Major Diaz stiffened. “Without honor, a man is an animal.”

“I ordered Omi to disarm you,” Marten said. “Therefore, your desire for satisfaction should lie with me.”

“I have no desire to kill a soldier who could teach the commandos useful skills,” Diaz said.

“That’s something, at least. Major, why not wait for satisfaction until we find out if Martian space defense still stands? If it doesn’t, the Planetary Union is going to need each one of us. I know that I want you with me when Social Unity launches drop-troops.”

“The weight of honor compels me—”

“Major Diaz,” Marten said. “Honor compels you to save your planet. Mars is for the Martians, remember? Honor means that you must forgo your personal desires until the emergency ends. We are free and wish to remain so. As much as I dislike your murder of prisoners, I recognize your combat ability. You are what the Highborn refer to as a ‘natural soldier.’ You’re a killer. Omi is also a killer. I’ve been trained to mimic one. Killers are always rare and always feared by the vast majority of people. It is strategic and tactical stupidity for the killers of one side to eliminate its best warriors. So despite our personal dislike for each other, we need to work together for at least a little while longer.”

Diaz’s lips had compressed tighter throughout Marten’s speech. Now both his hands gripped his belt. Diaz glanced at Omi, who seemed to watch the major indifferently.

“Your words are compelling,” Diaz said. “I hadn’t realized you possessed honor as well. This changes the issue. …I will agree to your suggestion if you will cede me one concession.”

“What?” Marten asked.

“You must show Secretary-General Chavez Martian dignity.”

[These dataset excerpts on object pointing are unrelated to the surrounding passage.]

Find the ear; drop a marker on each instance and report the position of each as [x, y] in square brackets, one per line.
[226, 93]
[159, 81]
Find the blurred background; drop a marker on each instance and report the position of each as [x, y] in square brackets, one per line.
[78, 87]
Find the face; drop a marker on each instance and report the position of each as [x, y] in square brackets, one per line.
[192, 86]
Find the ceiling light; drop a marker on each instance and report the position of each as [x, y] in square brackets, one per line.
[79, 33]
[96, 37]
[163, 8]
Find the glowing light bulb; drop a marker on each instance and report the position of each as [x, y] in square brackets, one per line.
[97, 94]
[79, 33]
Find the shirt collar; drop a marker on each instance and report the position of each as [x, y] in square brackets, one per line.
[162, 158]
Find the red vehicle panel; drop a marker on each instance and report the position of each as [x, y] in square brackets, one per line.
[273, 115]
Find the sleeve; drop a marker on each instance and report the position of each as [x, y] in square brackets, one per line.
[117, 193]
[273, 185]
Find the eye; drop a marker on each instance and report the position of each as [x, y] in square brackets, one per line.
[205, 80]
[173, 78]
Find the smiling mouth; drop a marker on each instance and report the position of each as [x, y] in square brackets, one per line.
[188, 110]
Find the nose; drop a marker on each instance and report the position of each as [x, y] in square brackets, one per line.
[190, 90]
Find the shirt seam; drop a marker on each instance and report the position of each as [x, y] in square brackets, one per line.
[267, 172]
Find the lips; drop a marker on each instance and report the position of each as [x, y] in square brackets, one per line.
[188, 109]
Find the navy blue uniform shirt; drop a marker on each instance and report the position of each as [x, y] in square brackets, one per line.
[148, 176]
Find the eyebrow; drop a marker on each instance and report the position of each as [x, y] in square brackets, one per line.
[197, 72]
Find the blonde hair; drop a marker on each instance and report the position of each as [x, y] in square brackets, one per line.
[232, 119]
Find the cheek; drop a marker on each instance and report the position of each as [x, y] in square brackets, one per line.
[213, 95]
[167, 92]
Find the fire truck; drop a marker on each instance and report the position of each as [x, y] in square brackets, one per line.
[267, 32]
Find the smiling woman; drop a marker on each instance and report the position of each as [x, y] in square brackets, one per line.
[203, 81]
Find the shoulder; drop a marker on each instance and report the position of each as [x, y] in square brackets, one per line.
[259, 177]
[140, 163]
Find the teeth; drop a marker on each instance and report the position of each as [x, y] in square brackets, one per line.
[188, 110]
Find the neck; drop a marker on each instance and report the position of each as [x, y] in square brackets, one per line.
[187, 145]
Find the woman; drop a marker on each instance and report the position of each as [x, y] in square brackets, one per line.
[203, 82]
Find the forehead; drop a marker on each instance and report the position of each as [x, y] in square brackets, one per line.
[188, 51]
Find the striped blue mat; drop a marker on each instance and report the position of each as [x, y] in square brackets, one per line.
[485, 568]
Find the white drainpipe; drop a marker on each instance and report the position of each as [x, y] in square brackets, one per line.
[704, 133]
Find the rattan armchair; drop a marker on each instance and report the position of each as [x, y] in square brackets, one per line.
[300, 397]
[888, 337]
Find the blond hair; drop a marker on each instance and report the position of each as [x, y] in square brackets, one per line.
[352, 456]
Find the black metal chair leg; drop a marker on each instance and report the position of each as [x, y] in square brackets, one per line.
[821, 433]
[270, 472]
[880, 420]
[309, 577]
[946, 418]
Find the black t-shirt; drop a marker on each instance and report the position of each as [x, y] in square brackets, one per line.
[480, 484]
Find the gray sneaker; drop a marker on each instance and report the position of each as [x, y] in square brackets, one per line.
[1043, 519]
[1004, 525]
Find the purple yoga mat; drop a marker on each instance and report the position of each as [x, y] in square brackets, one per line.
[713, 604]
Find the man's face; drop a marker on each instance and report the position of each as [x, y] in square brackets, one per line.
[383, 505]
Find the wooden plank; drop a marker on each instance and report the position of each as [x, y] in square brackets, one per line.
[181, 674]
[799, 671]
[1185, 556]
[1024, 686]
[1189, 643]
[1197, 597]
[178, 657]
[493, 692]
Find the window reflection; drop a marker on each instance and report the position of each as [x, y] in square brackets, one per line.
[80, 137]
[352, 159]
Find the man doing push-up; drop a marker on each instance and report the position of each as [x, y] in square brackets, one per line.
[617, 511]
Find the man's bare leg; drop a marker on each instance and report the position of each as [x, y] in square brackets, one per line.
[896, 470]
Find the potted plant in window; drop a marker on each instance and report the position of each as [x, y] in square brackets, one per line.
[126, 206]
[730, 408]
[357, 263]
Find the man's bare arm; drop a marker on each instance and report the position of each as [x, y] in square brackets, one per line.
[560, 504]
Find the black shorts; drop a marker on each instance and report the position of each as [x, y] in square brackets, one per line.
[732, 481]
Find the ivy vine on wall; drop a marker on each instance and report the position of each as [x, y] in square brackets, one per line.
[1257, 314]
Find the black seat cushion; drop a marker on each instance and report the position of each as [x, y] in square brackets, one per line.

In surprise, Marten lifted an eyebrow. “You mean I should stand up when he enters a room?”

“Yes.”

“…agreed,” Marten said, and he held out his hand.

Diaz and he shook. Then the major turned around and hurried away for the door the rest of the men had used.

“You never know,” Marten told Omi.

Omi remained silent.

“Come on,” Marten said. “I need a shower and then I want at least an hour’s sleep.”

* * *

Marten had his shower, but not the hour nap. He and Omi were summoned to join Secretary-General Chavez in the Olympus Mons command center.